In this post, you will learn three simple but effective ways of how to visualize customer feedback.
At Thematic, we invented these three techniques by working closely with customer insight professionals. If you care about data, and if you care about finding out what customers are saying, read on.
Preparing Customer Feedback for Visualization
Customer feedback comes in two forms: scores and text. Scores are easy. They can always be represented as numbers, and there are different ways on how to combine them into an overall score for all customers:
- Average (e.g. number of stars)
- Subtract percentage of low scores from the percentage of high scores, e.g. Net Promoter Score (NPS) or Customer Satisfaction Score (CSAT)
To keep things easy, let’s assume that we’ll use NPS.
When it comes to text, we need to code each response with one or more themes first, according to a code frame. A theme is a single or multi-word concept.

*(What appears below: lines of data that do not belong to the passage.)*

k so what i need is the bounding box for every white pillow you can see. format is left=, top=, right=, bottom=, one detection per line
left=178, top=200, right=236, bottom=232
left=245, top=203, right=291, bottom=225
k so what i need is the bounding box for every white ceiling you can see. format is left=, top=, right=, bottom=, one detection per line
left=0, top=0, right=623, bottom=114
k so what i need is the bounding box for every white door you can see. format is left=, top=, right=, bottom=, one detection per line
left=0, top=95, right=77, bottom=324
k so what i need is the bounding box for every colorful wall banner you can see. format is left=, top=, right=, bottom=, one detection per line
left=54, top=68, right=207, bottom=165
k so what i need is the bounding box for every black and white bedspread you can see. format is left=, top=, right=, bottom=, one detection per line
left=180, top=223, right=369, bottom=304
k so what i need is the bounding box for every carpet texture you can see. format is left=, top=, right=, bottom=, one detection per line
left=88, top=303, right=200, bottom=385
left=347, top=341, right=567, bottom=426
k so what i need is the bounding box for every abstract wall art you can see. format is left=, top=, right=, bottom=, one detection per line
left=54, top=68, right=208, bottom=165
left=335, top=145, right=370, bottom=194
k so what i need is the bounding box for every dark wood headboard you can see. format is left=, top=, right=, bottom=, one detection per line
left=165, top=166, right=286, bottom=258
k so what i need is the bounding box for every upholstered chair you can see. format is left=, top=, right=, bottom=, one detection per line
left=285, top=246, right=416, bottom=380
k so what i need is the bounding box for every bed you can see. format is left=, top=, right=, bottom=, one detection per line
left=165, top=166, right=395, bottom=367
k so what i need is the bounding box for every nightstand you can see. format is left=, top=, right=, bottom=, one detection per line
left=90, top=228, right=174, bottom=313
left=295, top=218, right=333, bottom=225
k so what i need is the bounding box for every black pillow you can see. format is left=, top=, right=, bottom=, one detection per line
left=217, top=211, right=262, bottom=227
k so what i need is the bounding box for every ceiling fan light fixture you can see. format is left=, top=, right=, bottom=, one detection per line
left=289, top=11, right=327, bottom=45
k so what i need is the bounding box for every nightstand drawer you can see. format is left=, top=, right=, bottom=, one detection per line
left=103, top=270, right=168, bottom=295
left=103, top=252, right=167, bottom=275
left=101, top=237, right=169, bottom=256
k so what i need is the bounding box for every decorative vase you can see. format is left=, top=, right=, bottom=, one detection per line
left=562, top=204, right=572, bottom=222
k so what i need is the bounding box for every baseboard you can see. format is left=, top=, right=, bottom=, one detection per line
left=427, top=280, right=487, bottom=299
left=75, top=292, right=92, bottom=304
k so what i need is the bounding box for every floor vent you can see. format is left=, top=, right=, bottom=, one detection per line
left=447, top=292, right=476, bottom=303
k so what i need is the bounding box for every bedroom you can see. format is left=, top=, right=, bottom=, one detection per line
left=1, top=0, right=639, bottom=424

It should be meaningful within the context of the dataset.
For example, let’s say that our dataset contains responses by university students to the question, “What is the likelihood that you would recommend our University to a friend or colleague?”
- Meaningless themes: university, student, quality, good, study, first-year
- Good themes: administration, campus, courses, school reputation, good university
3 Key Customer Feedback Visualizations
This visualization answers the question: “What’s the impact of each theme on my overall score?” First, you need to do the following calculations:
- Calculate overall NPS
- Calculate NPS in the subset of responses that do not contain that theme
- Subtract B from A
Now you can visualize this data, listing each theme as a bar chart:
This visualization shows the relative impact of each theme, whether it is positive or negative. In this specific example, NPS can be improved by at least 2 points by fixing issues with administration.
2. Key Drivers Analysis
This visualization answers the question: “Which themes are tightly linked to drops and rises in my score over time?”
First, we need to compare two sequences of numbers: NPS over time and theme frequency over time. Using Excel, you can easily calculate the correlation between two sequences, which can be either positive (the more themes the higher the NPS, see picture below), or negative (the more themes the lower the NPS).
Second, you need to plot theme frequency against the absolute value of theme correlation with NPS.
The resulting visualization could look something like this:
It shows that most themes aren’t frequent and have a low correlation with NPS. In this example, loyalty and good products drive NPS, but most of the other themes don’t matter.
3. Reward and Penalty
This visualization answers the questions:
- “Which attributes of my service delight customers so that, they reward me with a higher score?”
- “Which attributes of my service do customers expect from me, and if I don’t deliver, penalize me with a lower score?”
For each theme, simply calculate the percentage of Promoters and Detractors, and then plot these values on as follows:
Themes with a higher percentage of Promoters are our reward factors, whereas themes with a higher percentage of Detractors are penalty factors. In this example, the company exceeds customer expectation on communication. However, it underperforms, when it comes to customer expectation about benefits such as sick leave.
Even the most accurate word cloud is limited in the insights it provides. It answers the question: “What do people talk about?” – in a very fuzzy way.
The three visualizations we’ve shown here provide answers to more targeted questions:
- What’s the impact of each theme on my overall score?
- Which themes are tightly linked to drops and rises in my score over time?
- Where do we overperform and where do we underperform, when it comes to customer expectations?
In all three cases, you need to have a satisfaction score associated with each comment. And, the themes need to be meaningful enough to draw conclusions from the answers provided by customer survey respondents.
If your role is to find deep customer insights, these visualizations provide a starting point. As the next step, you can interview customers to find the reasoning behind their thinking.
In the penalty and reward example, you could investigate why customers have certain expectations about benefits. You can also figure out how you can manage these expectations better.